Nicole Renard is brilliant, accomplished, and determined. But despite all she is her father is focused on the one thing she’s not: a son. When he falls deathly ill and his fiercest business competitor takes drastic measures to ruin his company, he asks Nicole to find a husband who can serve as his heir to the business. Disappointed that he doesn’t view her as enough, but determined to save the family business, she accepts the task.
When her plans are forced off course by her father’s nemesis, Nicole is stranded in a small town with next to no money and fewer options. She decides to find work and earn passage on the next steamer to her intended destination. The problem is, finding work in late 1800s Texas as a woman is difficult. The only person who seems willing to hire her is the town eccentric.
Darius Thornton is a man on a mission. Several years ago a boiler exploded on one of his company’s steamers. Several passengers lost their lives and many more were injured. Darius was on the boat and nothing haunts him so much as a little girl who he couldn’t save. Now, he runs experiment after experiment to try to determine why so many boilers explode with no warning. If he can make the industry safer, nobody else has to die in the same sort of tragic accident. The only problem is that he is in desperate need of a secretary who can transcribe his notes into something legible and organized so that he can spend more of his time experimenting.
Nicole has great admiration for Darius’ work and he has tremendous respect for her intellectual prowess. As they find their footing by working together, an attraction spawns. Nicole knows she must look for an heir, but she cannot deny her feelings for Darius either. When Darius discovers her intent, he shifts his laser-like focus from exploding boilers to convincing Nicole that he is the right man for her.
But with her father’s competitor closing in on Nicole’s location and with malice in mind, their time is running out. They must decide if they will let the currents pull them apart or cling to their love and forge on together, full steam ahead.

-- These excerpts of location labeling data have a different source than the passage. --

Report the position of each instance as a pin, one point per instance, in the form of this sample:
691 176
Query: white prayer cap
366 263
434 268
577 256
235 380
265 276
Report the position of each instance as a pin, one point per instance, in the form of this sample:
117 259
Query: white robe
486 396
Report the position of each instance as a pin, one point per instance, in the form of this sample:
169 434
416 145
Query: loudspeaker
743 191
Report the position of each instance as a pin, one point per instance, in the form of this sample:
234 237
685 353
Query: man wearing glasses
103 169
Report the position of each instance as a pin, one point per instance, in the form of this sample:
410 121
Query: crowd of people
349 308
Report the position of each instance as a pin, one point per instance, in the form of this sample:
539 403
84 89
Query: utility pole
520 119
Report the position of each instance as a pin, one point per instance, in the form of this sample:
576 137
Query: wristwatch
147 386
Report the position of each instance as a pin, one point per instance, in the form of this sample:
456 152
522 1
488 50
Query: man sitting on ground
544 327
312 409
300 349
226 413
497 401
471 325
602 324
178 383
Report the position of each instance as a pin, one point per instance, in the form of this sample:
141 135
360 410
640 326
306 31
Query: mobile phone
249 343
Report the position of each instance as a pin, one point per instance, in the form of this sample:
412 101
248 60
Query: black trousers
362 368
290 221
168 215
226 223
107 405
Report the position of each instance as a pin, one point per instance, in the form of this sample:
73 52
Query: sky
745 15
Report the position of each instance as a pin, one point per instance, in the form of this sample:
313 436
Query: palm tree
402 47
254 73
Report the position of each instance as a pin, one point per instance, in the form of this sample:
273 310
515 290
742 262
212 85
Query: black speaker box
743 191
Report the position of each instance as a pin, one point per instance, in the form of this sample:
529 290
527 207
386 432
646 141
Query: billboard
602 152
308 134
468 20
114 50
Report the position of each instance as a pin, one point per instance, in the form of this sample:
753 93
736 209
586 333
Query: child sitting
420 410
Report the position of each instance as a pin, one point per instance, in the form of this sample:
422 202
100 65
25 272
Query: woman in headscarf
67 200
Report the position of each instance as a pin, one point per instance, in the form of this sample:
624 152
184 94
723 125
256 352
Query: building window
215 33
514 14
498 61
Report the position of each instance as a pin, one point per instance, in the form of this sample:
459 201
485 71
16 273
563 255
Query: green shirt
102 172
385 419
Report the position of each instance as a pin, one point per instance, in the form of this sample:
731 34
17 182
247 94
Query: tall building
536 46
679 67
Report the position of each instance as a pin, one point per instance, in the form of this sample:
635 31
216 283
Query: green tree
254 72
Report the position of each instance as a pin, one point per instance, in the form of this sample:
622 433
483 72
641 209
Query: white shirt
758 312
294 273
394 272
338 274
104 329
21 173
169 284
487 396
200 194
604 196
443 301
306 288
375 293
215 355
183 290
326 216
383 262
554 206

The concept of this one was cute as a button. It seemed like a good book to read while sitting on a beach on a hot summer day. But there are flaws. And you should know them before you begin it so you can decide if they are something you can live with.
The romance between the two main characters works for me because her attraction to him stems from more than just his countenance. While she does find him handsome, she doesn’t start to see him as such until after she realizes that he’s treating her as an equal. He thinks she’s beautiful from the start, but doesn’t care until after she displays her intelligence and assertiveness.
However, as I mentioned, the story has its flaws. For one, the only non-white character in the book is a former slave who is written in a way that I don’t think many sensitivity readers would give a green light. Very “separate but equal”. I don’t feel good about it.
Another flaw I have is the villain of the story. The motivations barely make sense, how things get resolved feels disingenuous, and worst of all is the climactic scene. When the showdown happens between Nicole and the villain, he is searching for something on her person and forcefully investigates up her skirts. It is almost clinical for his single-mindedness, but in the scene Nicole feels so violated that she raises her head toward the sky and goes catatonic. It could easily cause panic attacks for anyone who has been assaulted in a similar fashion. It only lasts for a couple of paragraphs so it’s pretty easy to skip. Though, the fact that the character suffers zero ill effects (e.g. panic attacks, nightmares, etc) is hard for me to swallow. I get that she’s a strong woman, but that doesn’t have any bearing on whether or not an experience like that would affect her.
Those were the biggest drawbacks to me. It’s up to you to decide whether or not they are deal breakers for you.